Essentially, interior walls are built inside an exterior "shell" which functions as a greenhouse. By the use of small fans and natural draft inside, you can get by with little supplemental heat if you've got a site with good exposure to the sun during the winter months. You will need to have some amount of energy storage, perhaps rock walls or water filled barrels, etc., depending upon your site situation. A lot of the controls can be automated, and the house could be comfortable full time at minimal heating cost.

Properly designed, even the small amount of heat from appliances, lighting, and a decorative woodstove can be the incremental difference for real comfort.

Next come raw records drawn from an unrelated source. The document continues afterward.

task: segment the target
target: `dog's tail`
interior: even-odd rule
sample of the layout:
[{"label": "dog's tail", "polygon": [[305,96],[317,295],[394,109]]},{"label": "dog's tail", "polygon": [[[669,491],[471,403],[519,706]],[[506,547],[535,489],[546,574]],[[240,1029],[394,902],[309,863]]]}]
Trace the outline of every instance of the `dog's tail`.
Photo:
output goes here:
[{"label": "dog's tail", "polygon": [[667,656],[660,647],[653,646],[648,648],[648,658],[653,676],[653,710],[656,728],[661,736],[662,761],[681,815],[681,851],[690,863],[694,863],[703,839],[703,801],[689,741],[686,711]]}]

Many years ago, I knew a builder in Colorado who was specializing in these energy efficient homes. PSCo of CO came out to interview him as part of their promotion for energy efficiency, at his house in Arvada ... when they asked how much his heating (natural gas) bill was for the code required supplemental heating system in his house, he proudly showed them zero billing for the previous several winters. The interview was abruptly ended ... they wanted to showcase "energy efficiency", not freedom from the energy use.

There were two other envelope houses that I got to spend some time in ... one in Fort Morgan, where the 2-story house was partially set into a hillside's natural swale. The entire south facing area was of heat absorbing materials ... stone, rocks, concrete, and water pipes circulating to a basement level water tank (which had a heat exchanger for the domestic hot water). There were "roof" mounted solar panels for more supplemental heating. At night, curtains and thermal blankets covered the south facing portion of the house to help retain the heat. The house was very bright and cheerful with the intense sun exposure.

The second house was built in the mountains above Buena Vista, CO. Similar to the Arvada house, it was a true "envelope" structure which essentially created greenhouses around the main living area. I've been there in the winter months when it only needed one of the three supplemental propane fired radiant heaters (zero clearance, outside combustion air and exhaust) to be turned on as the sun went down each day. There was a "heatilator" style fireplace which also had a sealed firebox with heavy cast iron doors ... thermostatically controlled outside air intake and a damper on the exhaust flue to the stack ... the heat gently radiated throughout a large high ceiling great room and dining area. This house, too, was built partially into a hillside with a major southern exposure. They didn't have a lot of automation to the blowers, so it was a daily chore to turn them on as needed to create the air circulation as needed from the warmer areas to the cooler. I recall sitting out on the enclosed "front porch" for breakfast on winter mornings where the air temp there was already over 70F and the wall fans were being turned on to circulate air into the kitchen and dining areas of the main house.

FWIW, they told me that in most places of the USA, you only need to dig down about 5' and the ground temperature is about 50F. So, if you set the house into a hillside, you got an insulated area that didn't have the extreme cold to overcome compared to exposed sides of a house. Cheap to build and install, too, if a roof structure covered with a couple of feet of soil ... which is a lot of insulation, if you have the right climate and soil with drainage for that type of construction.

I understand that they used "insulform" concrete forms for much of the structure. These forms are left in place after pouring the concrete, and become additional insulation as part of the constuction.